To a native Alabamian, this statement is condescending in more ways than one. At best, I think Mr. Enriquez is looking at the wrong side of the coin. At worst, he’s exercising an insular type of academic elitism that discounts the contributions and way of life on Main Street (especially in the South). But, let’s take him up on his template and compare red states and blue states in terms of access to knowledge.

The indefatigable Will Franklin at www.willisms.com points out: “taxes are generally lower in red states (ones that Bush won in 2004) than blue states (ones that Kerry won in 2004). This is not so surprising. What might have been slightly more surprising to you was that GDP growth, job creation, and a variety of other economic indicators were substantially stronger in red states than blue.”

Will linked to a chart comparing the cost of public university education in red and blue states. The results shouldn’t surprise many reasonable observers:

Most Expensive
1. Penn State, University Park: $11,508
2. Rutgers, New Brunswick, New Jersey: $11,051
3. University of Vermont, Burlington: $10,748
4. University of New Hampshire, Durham: $9,778
5. University of Massachusetts, Amherst: $9,278

Least Expensive
1. University of Florida, Gainesville: $3,180
2. Florida State University, Tallahassee: $3,208
3. University of Wyoming, Laramie: $3,426
4. University of Alaska, Anchorage: $3,497
5. University of Nevada, Las Vegas: $3,532

There’s a pattern here. Access to higher education is much more affordable in red states (lower taxes, etc.) then blue. Of course, it’s not Harvard or MIT (referenced by Enriquez’s cherry picking of Cambridge as knowledge “cluster”).
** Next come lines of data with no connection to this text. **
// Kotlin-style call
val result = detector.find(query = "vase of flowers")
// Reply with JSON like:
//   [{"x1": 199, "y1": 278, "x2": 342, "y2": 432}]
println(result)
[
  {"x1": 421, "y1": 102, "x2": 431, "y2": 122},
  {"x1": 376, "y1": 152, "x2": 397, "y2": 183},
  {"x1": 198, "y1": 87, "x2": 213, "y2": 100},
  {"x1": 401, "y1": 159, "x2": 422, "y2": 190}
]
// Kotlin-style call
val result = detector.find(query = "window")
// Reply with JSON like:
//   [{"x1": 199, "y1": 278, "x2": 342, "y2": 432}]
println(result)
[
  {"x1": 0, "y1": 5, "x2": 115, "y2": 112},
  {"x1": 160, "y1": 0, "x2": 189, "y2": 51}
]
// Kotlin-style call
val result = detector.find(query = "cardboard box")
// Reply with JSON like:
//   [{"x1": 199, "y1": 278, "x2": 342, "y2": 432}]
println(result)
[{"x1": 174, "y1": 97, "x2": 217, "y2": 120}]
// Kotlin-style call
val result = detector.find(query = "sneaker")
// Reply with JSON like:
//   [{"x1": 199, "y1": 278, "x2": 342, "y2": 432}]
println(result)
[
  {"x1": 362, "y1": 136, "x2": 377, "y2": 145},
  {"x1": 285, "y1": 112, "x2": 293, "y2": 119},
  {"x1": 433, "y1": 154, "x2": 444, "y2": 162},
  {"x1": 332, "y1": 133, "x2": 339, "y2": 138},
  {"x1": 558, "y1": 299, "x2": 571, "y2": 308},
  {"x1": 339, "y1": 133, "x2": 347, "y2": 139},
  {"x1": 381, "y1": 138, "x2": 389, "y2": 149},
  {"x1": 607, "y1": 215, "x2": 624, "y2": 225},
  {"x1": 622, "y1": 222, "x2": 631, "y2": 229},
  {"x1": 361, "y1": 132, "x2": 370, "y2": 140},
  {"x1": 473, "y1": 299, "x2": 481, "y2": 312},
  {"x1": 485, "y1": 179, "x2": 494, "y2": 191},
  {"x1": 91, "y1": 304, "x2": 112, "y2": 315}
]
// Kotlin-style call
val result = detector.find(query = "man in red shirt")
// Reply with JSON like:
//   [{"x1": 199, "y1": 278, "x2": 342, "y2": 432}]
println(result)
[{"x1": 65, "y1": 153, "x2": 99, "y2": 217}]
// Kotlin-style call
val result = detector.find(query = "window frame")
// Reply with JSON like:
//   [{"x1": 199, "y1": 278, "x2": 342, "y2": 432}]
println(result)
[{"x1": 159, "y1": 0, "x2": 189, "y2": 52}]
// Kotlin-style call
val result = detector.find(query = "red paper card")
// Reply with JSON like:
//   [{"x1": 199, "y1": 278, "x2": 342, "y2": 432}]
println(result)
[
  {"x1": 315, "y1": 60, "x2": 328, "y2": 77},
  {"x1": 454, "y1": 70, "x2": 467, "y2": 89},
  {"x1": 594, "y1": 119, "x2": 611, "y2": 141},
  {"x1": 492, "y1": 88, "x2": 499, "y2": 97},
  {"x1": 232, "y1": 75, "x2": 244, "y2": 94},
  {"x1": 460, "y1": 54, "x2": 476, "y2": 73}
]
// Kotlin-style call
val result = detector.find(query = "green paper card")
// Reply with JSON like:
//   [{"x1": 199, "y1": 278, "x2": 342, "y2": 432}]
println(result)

As far as secondary education, government has been a total failure. Predictably, Enriquez advocated for more spending (and assigned some of the blame to the jocks, too):

ENRIQUEZ: It is a huge problem if we don't get serious about education because right now we're taking sports, and we're making two a day practices, and we're making meritocracies. And we are winning all the world's series versus the rest of the countries of the world.

Yep, if Chloe spent less time swimming laps she’d be a Nobel Laureate.

Instead of introducing competition, like school vouchers, to bring inner city schools up to speed (where reform is needed the most), Enriquez harped on the two America’s theme: red and blue, rich and poor, nerds and athletes, great tasting or less filling…

ENRIQUEZ: Well, I think it is, but what happens is in the measure that those education systems become stronger. The financing there becomes stronger. The smart people and the smart immigrants go to those places. Then a lot of places are left behind, and it becomes harder for those places to catch up.

The obvious answer is to provide incentives to “smart people” and “smart immigrants” to stay and contribute in these places which would most likely offer a stronger return for their investments. In terms of nominal state budgets, jobs, and affordability, red states are winning this battle hands down (i.e. attracting foreign auto manufacturers).

And it’s not because of the sweet tea and mint juleps.

P.S. The Free Market Project (www.freemarketproject.org) regularly documents this kind of shortsightedness in the media.